Victor Schoelcher, l’arbre qui cache la forêt
C’est la Révolution de 1789 qui va porter un premier coup à ce petit monde esclavagiste : c’est pour la Franc-Maçonnerie la fin d’une belle époque et en même temps une courte parenthèse.
La question de l’esclavage se pose en effet rapidement, la prise de la Bastille étant suivie en 1791 d’une révolte des esclaves de Saint Domingue.
Si on trouve des francs-maçons parmi les abolitionnistes, il y en a plus encore parmi les tenants du statu quo : ils peuplent le comité de Massiac qui relaie efficacement le lobby colonial à l’Assemblée nationale. Le président du comité est un Frère de Rennes, Yves Cormier (1740-1805). Fils d’un négociant, il a été admis dès l’âge de 20 ans à la loge La Parfaite Union de Rennes. Il est resté assidu et y a passé tous les grades (Annuaire des FM 1760-1940, Daniel Kerjean, Presses universitaires de Rennes, 2005). Dans le civil, Cormier était juge au tribunal royal de Rennes et marié à une Rochelaise, héritière d’une plantation à Saint-Domingue.
De 1789 à 1794, balayant les tièdes et les opposants, la Révolution poursuit sa course, pour le pire et aussi pour le meilleur. En 1794, l’esclavage finit par être aboli.
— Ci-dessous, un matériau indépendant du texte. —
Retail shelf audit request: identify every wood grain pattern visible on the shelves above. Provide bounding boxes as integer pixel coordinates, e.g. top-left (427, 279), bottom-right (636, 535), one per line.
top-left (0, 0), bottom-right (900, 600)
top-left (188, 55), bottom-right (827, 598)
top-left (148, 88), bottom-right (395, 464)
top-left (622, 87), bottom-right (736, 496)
Cette entrée du peuple dans l’histoire provoque un certain désarroi dans la Franc-Maçonnerie. Grand-Maître depuis 1771, Philippe d’Orléans, prince de la famille royale, tente de s’adapter : il change son nom pour celui de Philippe Egalité ; il vote la mort de son cousin Louis XVI ; il annonce publiquement sa démission de la Franc-Maçonnerie en admettant » qu’il ne doit y avoir aucun mystère ni aucune assemblée secrète dans une république« . Il n’en finit pas moins à la guillotine – une machine promue par le Frère Guillotin.
Au temps des sans-culottes et de la République absolue (1793-1794), le réseau maçonnique français a presque totalement disparu (une dizaine de loges subsistantes). La chute de Robespierre lui permet de renaitre de ses cendres, le coup d’état de Napoléon de retrouver très vite son niveau d’Ancien Régime (674 loges en 1806).
En 1802, Napoléon rétablit l’esclavage dans les îles à sucre. Une coïncidence ? Non : le premier consul est travaillé au corps par le lobby colonial. La première dame de France, Joséphine de Beauharnais, est héritière de plantations à Saint-Domingue et elle est aussi franc-maçonne ! (elle appartenait à une loge d’adoption féminine, une innovation de la maçonnerie française, pratiquée notamment dans la noblesse dès l’Ancien Régime – la Princesse de Lamballe, l’amie la plus sincère de Marie-Antoinette, appartenait à une loge d’adoption).